Son yıllarda kısa, eğlenceli videolar, dijital dünyamızın ayrılmaz bir parçası hâline geldi. TikTok, Instagram Reels, ve YouTube Shorts gibi platformlar, yalnızca birkaç saniyede izleyebileceğimiz içeriklerle dikkatimize hitap ediyor. Ancak bu içeriklerin beyin üzerinde yarattığı etkiler, bilimsel araştırmalarla gözler önüne seriliyor. Kaydırma alışkanlığınızın beyninizde yarattığı değişimi gördüğünüzde, belki de bu alışkanlığı terk etmek isteyebilirsiniz!
Beynimizdeki Dikkat Süresinin Kısalması
Son yıllarda yapılan araştırmalar, ekran başında geçirdiğimiz zamanın hızla azaldığını gösteriyor. 2004’te yapılan bir çalışmada, ortalama bir kullanıcı 150 saniye boyunca bir ekranda kalabiliyordu. Ancak akıllı telefonların ve sosyal medya platformlarının hayatımıza girmesiyle, bu süre dramatik bir şekilde azaldı. Son yapılan araştırmalarda, ekran başındaki sürelerin 47 saniyeye kadar düştüğü ortaya kondu. Bu kadar büyük bir fark, dikkat süremizin ne kadar kısaldığını açıkça gösteriyor.
Peki, kısa videolar neden bu kadar etkili ve dikkat süremizi nasıl bu kadar kısaltabiliyor?
Kısa Videoların Beyne Etkisi
TikTok, Instagram Reels ve YouTube Shorts gibi platformlar, hızlıca tüketilebilen içerikler sunarak beynimizin ödül merkezini harekete geçiriyor. İzlediğimiz her yeni videoyla dopamin, yani mutluluk hormonu salgılanıyor. Bu kısa hazlar, beynimizi sürekli uyarıyor ve dopamin salgılamaya devam etmemiz için daha fazla video izleme isteği uyandırıyor. Ancak bu durum, uzun vadede dikkat gerektiren işlerde performansımızın düşmesine yol açıyor.

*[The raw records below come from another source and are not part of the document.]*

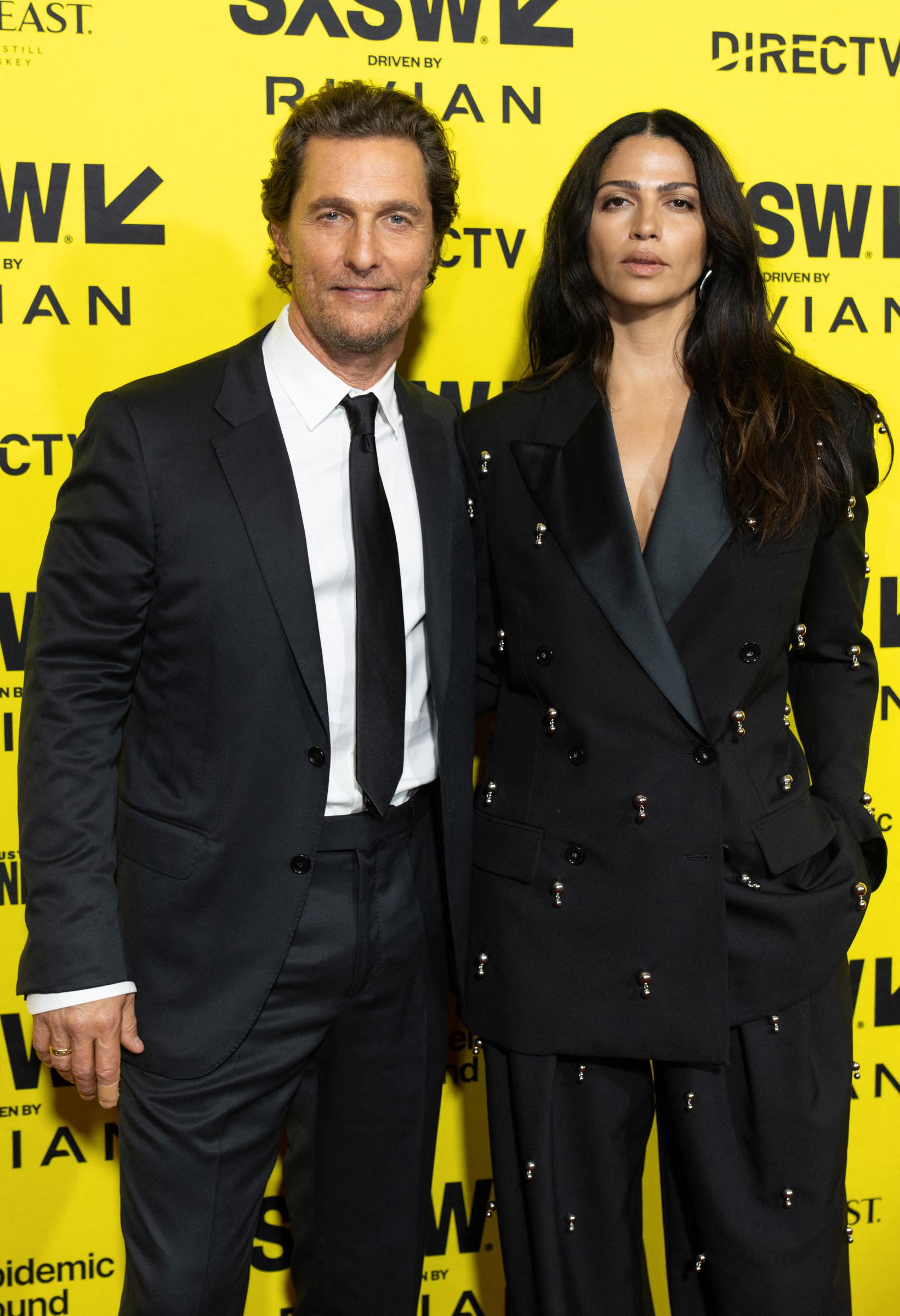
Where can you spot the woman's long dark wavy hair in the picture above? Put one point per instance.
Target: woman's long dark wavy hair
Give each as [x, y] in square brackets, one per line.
[782, 427]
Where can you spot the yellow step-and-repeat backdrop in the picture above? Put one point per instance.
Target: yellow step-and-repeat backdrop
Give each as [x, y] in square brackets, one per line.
[133, 137]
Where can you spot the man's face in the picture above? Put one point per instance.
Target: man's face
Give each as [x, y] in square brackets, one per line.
[360, 239]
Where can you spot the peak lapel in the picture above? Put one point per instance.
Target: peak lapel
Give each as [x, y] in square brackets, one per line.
[431, 466]
[691, 523]
[258, 470]
[580, 492]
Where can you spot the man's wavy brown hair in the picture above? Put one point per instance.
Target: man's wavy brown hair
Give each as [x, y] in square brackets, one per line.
[360, 110]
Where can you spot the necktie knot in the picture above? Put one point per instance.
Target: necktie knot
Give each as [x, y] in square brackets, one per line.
[361, 413]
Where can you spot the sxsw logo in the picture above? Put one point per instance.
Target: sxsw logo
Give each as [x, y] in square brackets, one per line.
[379, 20]
[104, 219]
[841, 211]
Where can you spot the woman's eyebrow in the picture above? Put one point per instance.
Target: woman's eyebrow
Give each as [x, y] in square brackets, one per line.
[629, 186]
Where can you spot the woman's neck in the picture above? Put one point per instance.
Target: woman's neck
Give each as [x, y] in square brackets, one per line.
[646, 350]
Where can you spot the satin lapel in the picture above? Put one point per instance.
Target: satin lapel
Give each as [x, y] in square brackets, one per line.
[258, 470]
[691, 523]
[426, 444]
[582, 498]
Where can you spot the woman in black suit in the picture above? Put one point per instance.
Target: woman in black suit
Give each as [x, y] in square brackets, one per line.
[673, 514]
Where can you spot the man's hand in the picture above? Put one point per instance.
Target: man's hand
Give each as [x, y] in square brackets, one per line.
[94, 1035]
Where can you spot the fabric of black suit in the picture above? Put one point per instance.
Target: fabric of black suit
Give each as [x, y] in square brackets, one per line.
[172, 784]
[654, 872]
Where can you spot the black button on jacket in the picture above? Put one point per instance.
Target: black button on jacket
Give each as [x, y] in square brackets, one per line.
[652, 656]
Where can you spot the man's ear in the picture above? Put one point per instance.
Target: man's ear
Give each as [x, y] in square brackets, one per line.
[281, 245]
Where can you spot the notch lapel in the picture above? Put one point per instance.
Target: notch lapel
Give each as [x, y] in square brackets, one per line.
[579, 490]
[255, 464]
[426, 445]
[692, 521]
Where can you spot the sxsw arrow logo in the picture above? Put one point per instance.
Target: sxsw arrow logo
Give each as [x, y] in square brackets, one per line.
[104, 220]
[379, 20]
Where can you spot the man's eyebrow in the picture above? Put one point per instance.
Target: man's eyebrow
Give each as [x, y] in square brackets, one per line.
[629, 186]
[343, 203]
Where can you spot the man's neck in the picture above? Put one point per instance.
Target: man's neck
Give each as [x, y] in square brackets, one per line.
[358, 370]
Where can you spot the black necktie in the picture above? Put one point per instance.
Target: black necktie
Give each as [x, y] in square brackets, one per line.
[380, 633]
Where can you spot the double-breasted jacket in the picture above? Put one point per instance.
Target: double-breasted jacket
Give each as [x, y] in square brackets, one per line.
[671, 835]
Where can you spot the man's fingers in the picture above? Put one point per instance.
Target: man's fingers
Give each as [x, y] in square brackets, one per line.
[61, 1041]
[107, 1060]
[41, 1040]
[129, 1036]
[83, 1073]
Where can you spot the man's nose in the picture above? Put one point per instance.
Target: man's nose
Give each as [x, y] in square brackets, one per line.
[362, 251]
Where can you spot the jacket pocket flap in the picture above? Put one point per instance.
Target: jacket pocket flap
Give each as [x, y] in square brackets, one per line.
[795, 833]
[156, 844]
[510, 849]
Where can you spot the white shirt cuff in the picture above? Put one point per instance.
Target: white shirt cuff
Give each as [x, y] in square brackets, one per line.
[40, 1002]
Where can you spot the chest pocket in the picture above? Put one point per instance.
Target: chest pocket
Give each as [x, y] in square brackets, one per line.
[508, 849]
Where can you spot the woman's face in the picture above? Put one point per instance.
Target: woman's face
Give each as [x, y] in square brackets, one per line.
[648, 239]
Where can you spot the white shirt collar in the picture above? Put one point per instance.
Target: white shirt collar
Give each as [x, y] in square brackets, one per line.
[311, 386]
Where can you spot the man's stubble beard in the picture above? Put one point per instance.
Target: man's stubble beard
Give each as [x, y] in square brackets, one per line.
[332, 332]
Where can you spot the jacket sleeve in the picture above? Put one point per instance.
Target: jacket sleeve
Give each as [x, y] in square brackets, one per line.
[487, 665]
[833, 679]
[94, 591]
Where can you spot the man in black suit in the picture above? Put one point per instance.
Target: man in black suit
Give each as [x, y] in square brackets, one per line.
[247, 745]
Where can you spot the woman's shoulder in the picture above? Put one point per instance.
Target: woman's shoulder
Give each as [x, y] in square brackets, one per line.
[517, 406]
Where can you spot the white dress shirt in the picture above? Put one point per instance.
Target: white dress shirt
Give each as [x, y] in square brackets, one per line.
[317, 439]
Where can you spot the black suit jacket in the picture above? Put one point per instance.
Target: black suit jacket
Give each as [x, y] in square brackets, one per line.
[174, 689]
[644, 662]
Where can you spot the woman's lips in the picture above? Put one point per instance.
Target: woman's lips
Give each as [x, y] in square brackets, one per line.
[644, 264]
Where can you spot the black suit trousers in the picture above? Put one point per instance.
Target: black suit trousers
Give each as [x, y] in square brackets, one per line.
[751, 1155]
[362, 995]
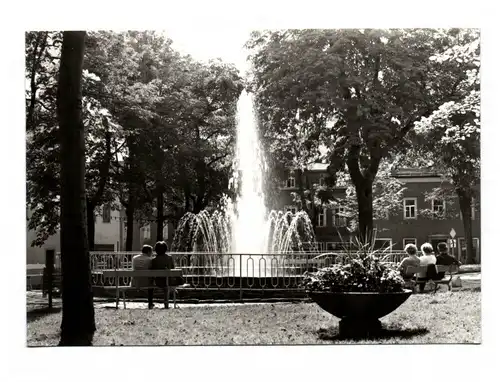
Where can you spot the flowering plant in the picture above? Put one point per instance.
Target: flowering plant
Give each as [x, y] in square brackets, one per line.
[360, 272]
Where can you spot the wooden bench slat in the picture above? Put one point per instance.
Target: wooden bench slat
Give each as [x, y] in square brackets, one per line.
[143, 273]
[440, 268]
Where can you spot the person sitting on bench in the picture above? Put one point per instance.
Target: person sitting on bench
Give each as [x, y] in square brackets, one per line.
[443, 258]
[411, 260]
[143, 262]
[162, 260]
[426, 259]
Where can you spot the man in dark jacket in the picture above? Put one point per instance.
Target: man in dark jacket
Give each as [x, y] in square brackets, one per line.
[443, 258]
[162, 260]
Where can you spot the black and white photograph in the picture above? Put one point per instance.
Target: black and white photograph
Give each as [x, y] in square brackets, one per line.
[337, 179]
[271, 186]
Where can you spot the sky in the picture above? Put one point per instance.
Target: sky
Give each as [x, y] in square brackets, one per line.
[224, 43]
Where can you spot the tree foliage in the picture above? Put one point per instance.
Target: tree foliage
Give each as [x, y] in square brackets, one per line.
[451, 134]
[159, 128]
[358, 91]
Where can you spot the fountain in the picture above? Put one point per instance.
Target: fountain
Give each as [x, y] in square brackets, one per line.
[243, 238]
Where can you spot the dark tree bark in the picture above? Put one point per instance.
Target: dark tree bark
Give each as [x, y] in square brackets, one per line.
[95, 200]
[78, 321]
[90, 224]
[160, 218]
[465, 202]
[129, 211]
[363, 183]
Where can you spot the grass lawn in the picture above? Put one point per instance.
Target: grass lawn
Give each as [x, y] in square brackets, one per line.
[425, 318]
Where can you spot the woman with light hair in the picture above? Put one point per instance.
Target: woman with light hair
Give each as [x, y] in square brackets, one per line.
[427, 258]
[411, 260]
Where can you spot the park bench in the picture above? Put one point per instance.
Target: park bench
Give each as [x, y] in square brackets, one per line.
[54, 283]
[449, 271]
[150, 274]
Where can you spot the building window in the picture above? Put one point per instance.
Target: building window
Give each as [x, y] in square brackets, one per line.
[409, 240]
[462, 249]
[438, 207]
[322, 218]
[473, 209]
[106, 213]
[339, 217]
[146, 232]
[290, 182]
[382, 244]
[104, 247]
[322, 182]
[410, 208]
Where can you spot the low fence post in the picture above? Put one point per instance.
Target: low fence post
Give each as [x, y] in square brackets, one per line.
[49, 265]
[241, 278]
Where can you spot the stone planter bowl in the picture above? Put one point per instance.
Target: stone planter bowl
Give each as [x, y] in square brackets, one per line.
[360, 305]
[360, 311]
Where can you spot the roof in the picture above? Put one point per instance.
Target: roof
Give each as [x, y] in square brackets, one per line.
[410, 172]
[317, 166]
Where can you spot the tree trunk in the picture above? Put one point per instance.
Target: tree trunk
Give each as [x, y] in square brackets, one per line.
[78, 321]
[364, 197]
[91, 225]
[465, 202]
[129, 211]
[363, 182]
[159, 214]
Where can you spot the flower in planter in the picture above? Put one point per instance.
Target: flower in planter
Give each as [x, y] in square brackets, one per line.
[361, 271]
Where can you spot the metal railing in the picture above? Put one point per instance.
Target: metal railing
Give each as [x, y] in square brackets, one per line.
[233, 271]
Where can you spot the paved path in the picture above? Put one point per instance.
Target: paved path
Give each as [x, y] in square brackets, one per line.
[34, 299]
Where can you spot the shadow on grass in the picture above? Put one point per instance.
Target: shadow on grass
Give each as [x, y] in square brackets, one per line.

Beynimiz, sürekli kısa ve hızlı içeriklere alıştıkça, daha uzun süreli dikkat gerektiren görevlerde zorlanmaya başlıyor. Kısa süreli hazlar peşinden gitmek, beynimizi daha az odaklanabilen bir hale getiriyor.

Dijital Demans: Unutkanlık ve Düşük Odaklanma
Sürekli kısa videolar izlemek, beynimizin bilgi işleme kapasitesini olumsuz etkiliyor. Özellikle gençler arasında bu durum, unutkanlık ve odaklanma sorunlarına yol açabiliyor. Kısa video izleyen kişilerin, izledikleri videolardan önce okudukları metinlerden alıntıları hatırlamakta zorluk çektikleri gösterilen araştırmalar mevcut.
Bu etki, yalnızca kısa videolarla sınırlı kalmıyor. Akşam saatlerinde izlenen videoların, hafıza üzerinde daha olumsuz etkiler yarattığı da belirlenmiş. Yatmadan önce ekran başında geçirilen zaman, hafızayı olumsuz etkileyerek unutkanlık ve zihinsel dağınıklık oluşturuyor.
Yaratıcılığımız Üzerindeki Etkiler
Sosyal medya ve kısa videolar, yalnızca dikkat süremizi etkilemekle kalmıyor; aynı zamanda yaratıcılığımızı da zorlayabiliyor. Birçok araştırma, sosyal medyada çok fazla vakit geçirmenin, yaratıcı düşünme ve problem çözme yeteneklerimize zarar verdiğini ortaya koyuyor. Kısa videolar, beynimize sürekli yeni uyaranlar sunarken, özgün düşünme ve yaratıcı çözüm üretme becerimizi köreltebiliyor.
Sonuç olarak, yapay zekâya daha fazla bağımlı hale gelmemizin arkasında, sosyal medya ve kısa videoların yarattığı bu olumsuz etkiler olabilir. Sürekli yeni içeriklere maruz kalan beynimiz, bu yeni durumla başa çıkmak için başka kaynaklara yöneliyor.
Kısa Videoların Zararlarından Kaçınmak İçin Ne Yapmalıyız?
Kısa videoların sağladığı kısa süreli hazlar, beynimizi hızlı uyarılara alıştırıyor ve uzun vadede dikkat, hafıza ve yaratıcılık gibi önemli becerilerimizi olumsuz etkiliyor. Bu nedenle, dijital dünyadaki bu kaydırma alışkanlığını gözden geçirmek ve beyin sağlığımızı korumak için bilinçli bir şekilde medya tüketimimizi sınırlamak, sağlıklı bir yaklaşım olabilir.